Does Jack love the Gospel of Jesus Christ? I’ve had glimpses over the years that have taught me that while I don’t understand it, Jack does have a special relationship to his Savior. I have to believe that Jack has a conduit with heaven—that angels are helping him and that he has some deep, fundamental understanding of God’s plan for him. Perhaps his new home and new life will foster his growth in this area.

It’s a humbling thing for a mother to realize that her child can no longer learn what he needs to learn within her home. Why couldn’t I teach Jack everything he needs? Am I not enough? My friend Marla called me the day after Jack was placed and shared with me a little about her own trauma when her first child left home at an early age. She knew, even as her grief threatened to overwhelm her, that her son had to live somewhere new so he could rely on his Heavenly Father. This was the real reason he needed the separation. It wasn’t because she was not a good enough mother. It was because God had more to give her son, if he could first learn to need God.

During the long drive to Jack’s group home, I worried that I would be too distraught to leave him, that I would be sobbing and make it all worse for Jack than it needed to be.
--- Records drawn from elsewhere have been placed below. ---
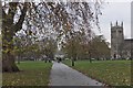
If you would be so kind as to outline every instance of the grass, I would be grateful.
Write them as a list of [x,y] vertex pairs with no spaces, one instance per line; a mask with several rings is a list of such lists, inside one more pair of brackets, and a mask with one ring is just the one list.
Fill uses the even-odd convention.
[[[71,66],[70,61],[65,61],[64,63]],[[106,85],[131,85],[130,61],[99,61],[93,63],[89,61],[76,61],[75,66],[72,68]]]
[[52,63],[21,62],[19,73],[3,73],[3,86],[48,86]]

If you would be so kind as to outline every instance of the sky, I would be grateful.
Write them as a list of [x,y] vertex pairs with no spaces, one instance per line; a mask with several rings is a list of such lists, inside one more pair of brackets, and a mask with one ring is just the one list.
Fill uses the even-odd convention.
[[95,34],[103,34],[108,42],[111,42],[111,22],[124,23],[124,37],[131,38],[131,2],[132,0],[105,0],[100,15],[101,32],[94,30]]

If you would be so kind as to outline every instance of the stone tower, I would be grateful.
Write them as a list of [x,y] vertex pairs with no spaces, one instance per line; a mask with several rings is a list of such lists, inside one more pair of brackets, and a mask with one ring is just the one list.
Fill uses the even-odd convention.
[[122,57],[122,45],[124,44],[123,35],[123,22],[121,24],[116,23],[113,25],[111,23],[111,57],[120,58]]

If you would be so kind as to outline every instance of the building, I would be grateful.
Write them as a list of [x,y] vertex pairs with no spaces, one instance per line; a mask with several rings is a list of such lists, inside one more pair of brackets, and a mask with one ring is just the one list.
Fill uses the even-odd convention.
[[123,30],[123,22],[111,23],[111,57],[115,59],[133,57],[133,38],[124,38]]

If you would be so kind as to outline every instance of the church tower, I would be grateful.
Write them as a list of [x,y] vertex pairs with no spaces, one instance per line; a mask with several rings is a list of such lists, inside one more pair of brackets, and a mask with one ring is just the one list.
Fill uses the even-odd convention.
[[123,35],[123,22],[121,24],[116,23],[113,25],[111,22],[111,57],[121,58],[122,57],[122,45],[124,44]]

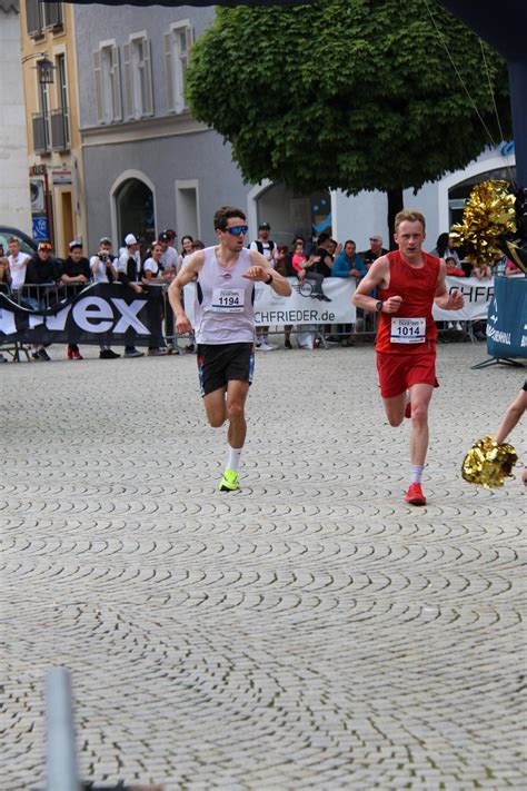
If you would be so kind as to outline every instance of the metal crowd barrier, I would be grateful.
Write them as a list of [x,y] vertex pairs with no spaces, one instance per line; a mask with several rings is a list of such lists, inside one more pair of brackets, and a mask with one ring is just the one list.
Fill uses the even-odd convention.
[[[53,307],[63,299],[67,299],[76,294],[79,294],[88,285],[81,284],[24,284],[19,289],[10,289],[7,284],[0,284],[0,290],[9,296],[13,301],[19,305],[44,310],[47,308]],[[195,340],[191,335],[177,335],[176,334],[176,322],[171,305],[168,299],[168,286],[169,284],[163,283],[151,283],[149,288],[161,289],[161,313],[162,313],[162,326],[163,326],[163,337],[167,347],[170,352],[176,354],[183,354],[187,349],[193,350]],[[299,334],[312,333],[315,336],[315,345],[321,346],[322,348],[329,348],[330,345],[340,343],[341,345],[354,346],[356,342],[368,342],[372,340],[377,334],[378,315],[374,313],[368,313],[357,308],[357,318],[355,324],[332,324],[332,325],[291,325],[287,327],[287,332],[291,336],[298,336]],[[456,333],[448,329],[447,322],[439,322],[439,339],[448,339],[450,336],[455,337]],[[471,322],[459,322],[456,324],[461,325],[461,333],[458,336],[459,339],[468,339],[476,343],[476,337],[474,335],[473,323]],[[443,325],[443,326],[441,326]],[[268,335],[270,336],[284,336],[286,328],[284,326],[269,327]],[[186,349],[187,347],[187,349]],[[29,359],[29,347],[22,344],[8,344],[6,346],[0,345],[0,352],[9,352],[13,356],[13,360],[20,360],[20,354],[26,354]]]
What I have in my mind though, is this memory:

Jack stood in the living room of his home, two vacuums nearby, all his groceries and meds carefully put away, his bed newly made and his clothes folded in his drawers. I grabbed him in a big, surprise bear hug. His face tilted upward and his face broke into a big smile as I kissed his soft cheek and said quietly in his ear, “I love you, Jack.” Jeff hugged him from behind, and we were a Jack sandwich.

I didn’t feel desolate at that moment. I felt peaceful and happy. Jack felt our love and it made him happy. We were united. The assistant house manager, a mom herself, wept watching us. But that memory for me is perfectly joyful. There is so much love running through the unbreakable cables that connect Jeff and me to Jack, and Jack to his brothers.

My eyes were a fount of tears the entire drive home, naturally. Jeff encouraged me to look back at Jack’s life to this point and be proud of what I have done as his mother. “It wasn’t me. I helped when I could. It was you. You did it. You raised Jack and helped him grow within our home for thirteen years. You did so much for him. If God were here, I think He would say, ‘Well done.'”

Grief is painful because when we love people, separation from them hurts.

But everything has it’s opposite and I don’t think that the opposite of pain in this case is relief. I think it is joy.

We drove through the canyon. It snowed off and on. The phrase, “weeping may endure for a night, but joy cometh in the morning” ran through my mind on repeat.

Weeping is part of the pain of now. It’s not forever though. Jack is God’s. I am too. He lets us cry sad tears so He can later fill us with joy and it will mean something to us.